Il est important de noter que la demande internationale de réforme n’est pas à prendre à la légère. Après l’échec de RIE III en 2017, la Suisse a été mise sur une liste grise par l’UE, avec un délai jusqu’à fin 2018 pour adapter ses pratiques. Délai trop court pour le processus législatif suisse, comme l’ont expliqué les diplomates à leurs interlocuteurs européens. Le 12 mars de cette année, un nouveau et dernier délai a été accordé à la Suisse. Nous évitons ainsi de justesse la liste noire, mais pour combien de temps encore ? Nous devons faire aboutir cette réforme au plus vite, dans l’intérêt des entreprises qui ont besoin de sécurité juridique et de prévisibilité.

 

Le volet AVS : un ballon d’oxygène bienvenu

Le temps presse pour trouver des solutions pour renflouer les caisses de l’AVS.

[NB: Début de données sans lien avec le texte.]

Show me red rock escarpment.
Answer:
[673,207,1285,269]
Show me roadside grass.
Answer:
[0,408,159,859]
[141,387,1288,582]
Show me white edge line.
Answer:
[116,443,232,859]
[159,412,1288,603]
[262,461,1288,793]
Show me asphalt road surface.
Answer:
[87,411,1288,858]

Je terminerai cet article en évoquant le volet de l’AVS du projet RFFA, tout aussi important que celui de la fiscalité, et qui est crucial pour l’ensemble de la population. Notamment à cause de l’augmentation de l’espérance de vie et du nombre grandissant de retraités (génération baby-boom), nous payons, depuis 2014, plus de rentes que nous n’encaissons de cotisations et contributions. Selon les estimations, les déficits à répétition épuiseront les réserves de l’AVS d’ici une dizaine d’années. Pour preuve, en 2018, le rendement des placements financiers n’a pas été suffisant et la fortune gérée par le Fonds de compensation AVS/AI/APG a diminué de 2,5 milliards de francs.

 

Si une réforme structurelle restera bien évidemment nécessaire pour renflouer les caisses de l’AVS, la RFFA permettra toutefois de se donner un temps précieux. Dès 2020, 2 milliards supplémentaires par année seront injectés dans l’AVS. Cet argent proviendra de deux sources de financement : 1,2 milliards seront le fruit d’une augmentation modérée des charges sociales, et 800 millions viendront de l’augmentation des subventions versées par la Confédération.

 

En conclusion, si la RFFA est plus qu’urgente et nécessaire pour son volet fiscal, elle permettra également d’apporter un ballon d’oxygène à la réforme de l’AVS, qui est une des préoccupations prioritaires des Suisses.